The Facebookmoord ("Facebook murder") is a term coined by Dutch media for the 2012 murder of Joyce (Winsie) Hau, by the then 14–year-old Jinhua K. from Capelle aan den IJssel, in the Netherlands. Hau's father was also injured during the attack. The case was given its name because the motive lay in a disagreement on Facebook.

Events  
Friends Polly W. (16 years of age) and Hau (15 years of age) had argued during a party, leading Hau to make remarks on Facebook over supposed promiscuous behaviour by Polly. Polly W. then asked her friend Wesley C. (17 years of age) to deal with the situation. C. hired Jinhua K. to 'punish' Hau.

On 14 January 2012, Jinhua K. went to Hau's house, carrying a knife. He rang the doorbell and stabbed Hau repeatedly as she opened the door. Hau's father came running and tried to help and was injured in the struggle. Hau died of her injuries in hospital several days later.

Verdict  
Jinhua K. was sentenced to a year in juvenile detention and three years in justicial involuntary commitment, of which one year was conditional.

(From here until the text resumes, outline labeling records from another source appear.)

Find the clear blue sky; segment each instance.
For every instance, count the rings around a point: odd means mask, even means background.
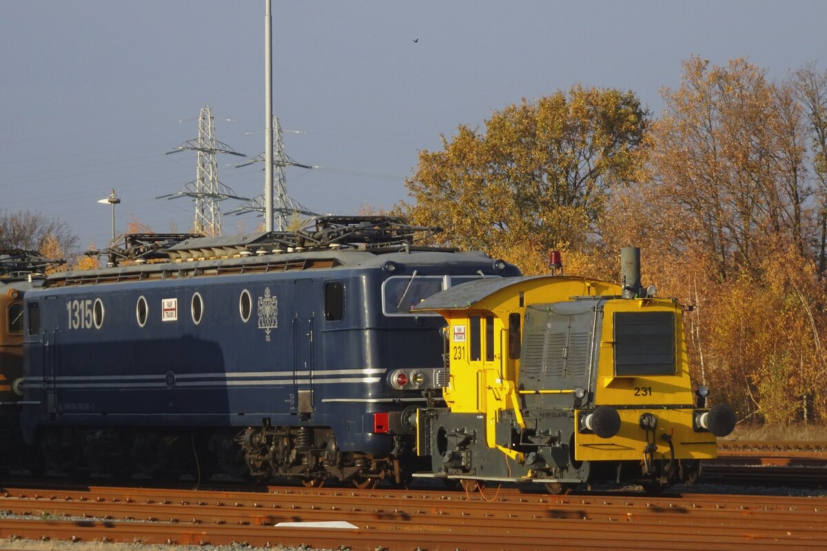
[[[154,197],[195,177],[208,102],[218,140],[264,150],[263,0],[4,0],[0,4],[0,208],[69,224],[85,247],[136,217],[189,229],[187,198]],[[745,56],[773,78],[827,66],[827,2],[273,1],[274,111],[294,159],[288,192],[317,211],[406,199],[420,150],[458,124],[576,83],[632,89],[657,114],[681,62]],[[414,40],[418,39],[418,42]],[[227,121],[224,119],[232,119]],[[180,121],[180,122],[179,122]],[[261,164],[219,179],[263,192]],[[222,203],[224,212],[235,202]],[[224,217],[224,233],[253,216]]]

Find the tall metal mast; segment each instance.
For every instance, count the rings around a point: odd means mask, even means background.
[[[265,44],[265,230],[273,230],[273,18],[270,13],[270,0],[265,0],[264,44]]]
[[[231,155],[246,157],[232,147],[215,139],[215,126],[213,123],[213,110],[208,104],[201,108],[198,117],[198,137],[189,140],[170,153],[178,153],[186,150],[197,152],[195,180],[184,186],[184,191],[170,193],[155,197],[157,199],[175,199],[181,197],[193,197],[195,200],[195,219],[194,231],[205,235],[221,235],[221,207],[219,202],[224,199],[247,200],[236,195],[229,187],[218,181],[218,162],[217,155],[226,153]]]
[[[272,192],[270,194],[270,202],[272,203],[271,211],[273,214],[271,215],[272,217],[270,220],[273,221],[273,230],[275,231],[284,231],[287,230],[287,225],[289,223],[290,217],[294,214],[304,214],[308,216],[319,216],[318,212],[310,211],[295,199],[288,197],[287,175],[284,173],[284,167],[295,166],[301,169],[313,169],[315,167],[310,166],[309,164],[297,163],[293,160],[289,155],[284,153],[284,144],[281,139],[281,125],[279,123],[279,117],[274,115],[272,120],[273,153],[271,157],[273,160],[271,166],[273,167],[274,175],[273,186],[271,188]],[[237,169],[239,167],[247,166],[248,164],[252,164],[253,163],[265,162],[266,155],[265,153],[261,153],[256,155],[246,163],[237,164],[236,168]],[[266,194],[262,194],[253,197],[242,205],[240,205],[237,209],[231,211],[231,212],[236,214],[244,214],[250,211],[258,211],[265,213],[265,216],[266,216],[267,204]]]

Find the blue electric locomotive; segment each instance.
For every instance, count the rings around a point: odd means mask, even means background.
[[[402,482],[416,408],[445,382],[444,321],[411,308],[519,274],[415,246],[418,230],[326,216],[290,233],[133,235],[108,268],[48,278],[25,299],[35,470]]]

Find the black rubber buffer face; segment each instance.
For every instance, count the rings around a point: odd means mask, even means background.
[[[726,436],[735,428],[735,411],[726,404],[715,404],[706,417],[706,426],[715,436]]]
[[[600,406],[591,414],[591,429],[600,438],[611,438],[620,430],[620,414],[610,406]]]

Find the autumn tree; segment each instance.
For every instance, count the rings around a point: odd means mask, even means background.
[[[812,188],[789,87],[767,82],[744,59],[710,67],[693,57],[680,88],[662,95],[652,162],[661,197],[685,215],[675,221],[683,226],[680,245],[700,244],[721,282],[742,268],[755,273],[778,236],[801,249]]]
[[[647,112],[632,92],[575,86],[460,125],[442,150],[423,150],[406,180],[414,224],[442,245],[480,249],[543,269],[545,252],[594,245],[613,188],[638,180]]]
[[[810,63],[791,75],[792,93],[806,118],[812,173],[818,183],[817,231],[812,246],[819,272],[827,271],[827,70],[819,72]]]
[[[77,253],[78,236],[65,222],[31,211],[5,211],[0,215],[0,247],[41,251],[47,240],[53,240],[50,246],[63,254]]]
[[[662,240],[659,277],[696,306],[687,329],[696,380],[742,417],[818,419],[827,327],[800,96],[744,59],[712,66],[695,57],[663,97],[650,135],[653,178],[633,190],[642,194],[619,197],[630,211],[610,211],[606,226]]]

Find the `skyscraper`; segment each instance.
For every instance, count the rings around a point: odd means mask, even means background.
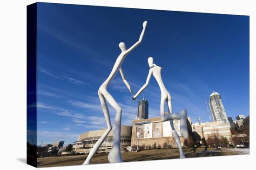
[[[228,117],[228,120],[229,120],[230,124],[234,124],[234,121],[233,121],[233,119],[231,117]]]
[[[138,114],[139,120],[148,119],[148,102],[143,97],[138,102]]]
[[[222,123],[229,122],[219,94],[215,91],[212,93],[210,95],[209,105],[214,121],[221,122]]]
[[[55,141],[54,142],[53,146],[56,146],[57,148],[61,148],[63,146],[64,141]]]

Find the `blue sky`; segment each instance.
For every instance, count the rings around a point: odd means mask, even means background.
[[[214,90],[228,116],[249,113],[248,16],[39,3],[37,19],[38,144],[67,144],[106,126],[98,89],[120,53],[119,43],[135,43],[144,20],[142,42],[122,66],[135,92],[145,83],[152,57],[164,69],[174,112],[186,108],[192,122],[199,116],[209,121]],[[132,101],[120,74],[109,91],[123,108],[122,123],[136,115],[143,93]],[[144,94],[149,117],[159,116],[153,76]]]

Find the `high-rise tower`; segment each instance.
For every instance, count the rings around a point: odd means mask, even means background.
[[[148,102],[143,97],[138,102],[138,114],[139,120],[148,119]]]
[[[210,95],[209,105],[214,121],[221,122],[223,123],[229,122],[219,94],[215,91],[212,93]]]

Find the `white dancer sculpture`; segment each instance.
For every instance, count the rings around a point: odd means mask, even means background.
[[[130,91],[132,95],[133,96],[133,93],[130,85],[129,85],[129,83],[128,83],[128,82],[125,79],[121,66],[122,65],[122,64],[123,63],[127,55],[134,50],[139,44],[141,43],[145,32],[145,30],[147,26],[147,22],[146,21],[143,22],[142,25],[143,30],[141,34],[139,41],[135,43],[130,48],[127,50],[125,44],[123,42],[121,42],[119,44],[119,48],[121,50],[121,52],[117,57],[109,76],[99,88],[98,94],[99,95],[99,97],[100,98],[101,104],[104,113],[106,121],[107,122],[108,128],[102,136],[100,138],[99,140],[98,140],[97,142],[94,144],[90,151],[90,153],[89,153],[89,154],[88,155],[85,162],[83,164],[83,165],[88,164],[90,164],[93,156],[96,153],[98,149],[99,149],[100,146],[101,146],[102,142],[104,141],[106,137],[108,136],[108,134],[109,133],[112,128],[109,117],[108,109],[108,106],[107,105],[106,101],[108,101],[110,105],[111,105],[111,106],[113,107],[116,111],[113,126],[113,148],[108,154],[108,159],[110,163],[116,163],[123,162],[120,150],[120,136],[122,108],[116,102],[115,99],[108,93],[107,88],[113,78],[115,77],[115,75],[116,75],[116,74],[117,74],[118,71],[120,71],[124,82]]]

Those who ordered the killing, Wesley C. and Polly K. were both convicted to the maximum sentence possible under Dutch criminal law for juveniles, of two years in juvenile detention and justicial involuntary commitment, for conspiring to commit and purposely contributing to the murder. The public prosecutor asked to have the two tried as adults due to the severity of the case, and demanded five years in prison and justicial involuntary commitment, but the court ruled against this.

The prosecution appealed the verdict. The appeal was during a non-public case in July and August 2013. On 27 August 2013 the court of appeals upheld the earlier ruling.